Tonight's Movie: Charley Varrick (1973) - A Kino Lorber Blu-ray Review

The top-notch heist film CHARLEY VARRICK (1973), directed by Don Siegel, is now available on Blu-ray from Kino Lorber.

I first saw this film, which stars Walter Matthau in the title role, at the 2017 Arthur Lyons Film Noir Festival. For various reasons I hadn't been sure going in whether or not I'd like it, and as it turned out I found the movie mesmerizing. My reaction on revisiting it today, two and a half years later, was the same. It's a terrific film, with intricate plotting and a top-notch cast.

Charley and his gang, including wife Nadine (Jacqueline Scott) and younger Harman Sullivan (Andrew "Andy" Robinson), regularly replenish their funds hitting up small-town banks. A robbery in sleepy Tres Cruces, New Mexico, goes awry when people start shooting.

(A fun note guest Andrew Robinson shared with the audience at the Lyons Festival: The car hood popping open during the getaway was not in the plans, but the cameras kept rolling and they improvised.)

Charley and Harman make their getaway, discovering they have miraculously stolen three quarters of a million dollars. Harman is overjoyed, but Charley quickly deduces it's actually bad news; that kind of money shouldn't have been in a bank that small, and it's very possibly "off the books" money stashed away by the Mafia.

Charley's guess is correct, and hit man Molly (Joe Don Baker) is quickly on the trail of the money and the people who have it. Charley, meanwhile, coolly maps out a survival strategy, setting up an elaborate chess game with his mob pursuer, who presents a much bigger problem than law enforcement.

I think I actually liked the film even more the second time around, as I better understood the payoffs for Charley's different moves, including some of the red herrings he throws onto the trail.

I'm not particularly a Matthau fan, but he's simply perfect for this role. (I also really enjoyed him this year in another Kino release, the 1965 film MIRAGE.) Matthau carries the majority of the film, and it's a lot of fun watching him do his thing. As the story develops, the movie gradually flips how Charley is viewed by the audience; he starts out as murderous robber but becomes an antihero as he goes up against crooks who are even more lethal than he is. The audience ends up rooting for Charley because Molly is such a nasty piece of work.

The cast is filled with terrific faces, starting with Robinson as Charley's hapless, none-too-smart sidekick. Robinson also shared in his 2017 interview that he received stunt pay working on Siegel's films -- he was also in DIRTY HARRY (1971) -- and that a rough sequence he filmed with Baker was not one of his favorite acting experiences. The interview may be seen in two parts at the Film Noir Foundation website.

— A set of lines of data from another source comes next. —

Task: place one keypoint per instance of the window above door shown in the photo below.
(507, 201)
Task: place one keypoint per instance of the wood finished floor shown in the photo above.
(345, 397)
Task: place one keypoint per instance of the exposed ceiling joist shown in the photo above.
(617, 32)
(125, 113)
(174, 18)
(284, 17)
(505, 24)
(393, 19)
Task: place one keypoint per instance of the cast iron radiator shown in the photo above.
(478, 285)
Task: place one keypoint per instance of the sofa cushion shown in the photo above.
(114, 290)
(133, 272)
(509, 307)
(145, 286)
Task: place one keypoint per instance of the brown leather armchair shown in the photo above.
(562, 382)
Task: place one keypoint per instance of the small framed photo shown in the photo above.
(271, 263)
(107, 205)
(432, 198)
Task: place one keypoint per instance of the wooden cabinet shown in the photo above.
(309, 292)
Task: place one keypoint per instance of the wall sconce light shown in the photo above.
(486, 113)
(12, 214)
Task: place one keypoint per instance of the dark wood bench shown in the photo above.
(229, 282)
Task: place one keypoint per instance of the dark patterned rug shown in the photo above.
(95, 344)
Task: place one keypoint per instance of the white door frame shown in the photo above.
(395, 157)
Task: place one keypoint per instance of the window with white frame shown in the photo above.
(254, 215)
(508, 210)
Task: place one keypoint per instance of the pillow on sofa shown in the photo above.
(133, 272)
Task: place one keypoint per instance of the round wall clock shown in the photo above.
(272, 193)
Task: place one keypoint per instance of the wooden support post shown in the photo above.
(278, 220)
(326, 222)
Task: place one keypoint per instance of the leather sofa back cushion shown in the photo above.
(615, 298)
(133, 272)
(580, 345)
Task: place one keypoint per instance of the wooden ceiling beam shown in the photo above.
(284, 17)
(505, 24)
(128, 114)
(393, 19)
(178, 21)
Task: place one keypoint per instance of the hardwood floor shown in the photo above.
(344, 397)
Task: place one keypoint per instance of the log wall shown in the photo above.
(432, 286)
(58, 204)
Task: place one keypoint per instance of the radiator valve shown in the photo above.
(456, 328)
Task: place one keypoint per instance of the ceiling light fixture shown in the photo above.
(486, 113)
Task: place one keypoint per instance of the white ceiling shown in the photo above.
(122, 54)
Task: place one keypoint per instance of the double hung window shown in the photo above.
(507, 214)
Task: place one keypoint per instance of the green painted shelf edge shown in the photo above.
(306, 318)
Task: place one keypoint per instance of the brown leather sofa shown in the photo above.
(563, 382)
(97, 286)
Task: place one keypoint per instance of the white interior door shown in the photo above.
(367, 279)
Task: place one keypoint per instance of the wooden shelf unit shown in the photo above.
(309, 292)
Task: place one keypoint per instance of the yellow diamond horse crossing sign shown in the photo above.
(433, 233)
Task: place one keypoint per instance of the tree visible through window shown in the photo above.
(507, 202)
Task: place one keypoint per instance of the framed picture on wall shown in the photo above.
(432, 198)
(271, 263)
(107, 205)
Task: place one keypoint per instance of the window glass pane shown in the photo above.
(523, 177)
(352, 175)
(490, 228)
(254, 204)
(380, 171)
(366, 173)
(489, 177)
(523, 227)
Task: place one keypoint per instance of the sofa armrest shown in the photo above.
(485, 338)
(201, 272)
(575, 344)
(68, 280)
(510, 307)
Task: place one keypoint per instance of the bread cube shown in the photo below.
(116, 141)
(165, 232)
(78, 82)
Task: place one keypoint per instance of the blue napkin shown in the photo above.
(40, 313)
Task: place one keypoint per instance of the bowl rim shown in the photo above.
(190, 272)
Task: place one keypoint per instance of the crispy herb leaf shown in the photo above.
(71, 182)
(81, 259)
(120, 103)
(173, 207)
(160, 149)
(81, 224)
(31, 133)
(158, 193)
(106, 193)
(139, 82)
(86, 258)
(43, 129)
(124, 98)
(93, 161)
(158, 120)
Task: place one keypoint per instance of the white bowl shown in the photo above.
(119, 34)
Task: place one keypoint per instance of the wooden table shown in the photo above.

The wonderful William Schallert is the Las Cruces sheriff, and Marjorie Bennett plays the trailer park busybody. Monica Lewis, Sheree North, and Felicia Farr are a trio of ladies affiliated with the mob. That's Kathleen O'Malley (Prudence in John Ford's WAGON MASTER) playing Jessie, the sheriff's dispatcher early in the film.

Also on hand are Benson Fong, Bob Steele, Woodrow Parfrey, John Vernon, Norman Fell, Rudy Diaz, and Tom Tully, in his last feature film.

CHARLEY VARRICK runs 111 minutes. It was written by Howard Rodman and Dean Riesner, based on a novel by John Reese, THE LOOTERS. It was filmed by Michael C. Butler.

Kino Lorber didn't stint on the extras for this release. In addition to a commentary track by the always-worthwhile Toby Roan, there's a recent 72-minute documentary, THE LAST OF THE INDEPENDENTS (2015), which includes interviews with Andrew Robinson, Jacqueline Scott, and Don Siegel's son, actor-director Kristoffer Tabori.

There are additional featurettes, TV spots, the trailer, and a glossy eight-page booklet with an essay by Nick Pinkerton.

Kino Lorber has also released CHARLEY VARRICK on DVD.

Fans of heist films will enjoy this very entertaining film and Kino Lorber's excellent release.

Thanks to Kino Lorber for providing a review copy of this Blu-ray.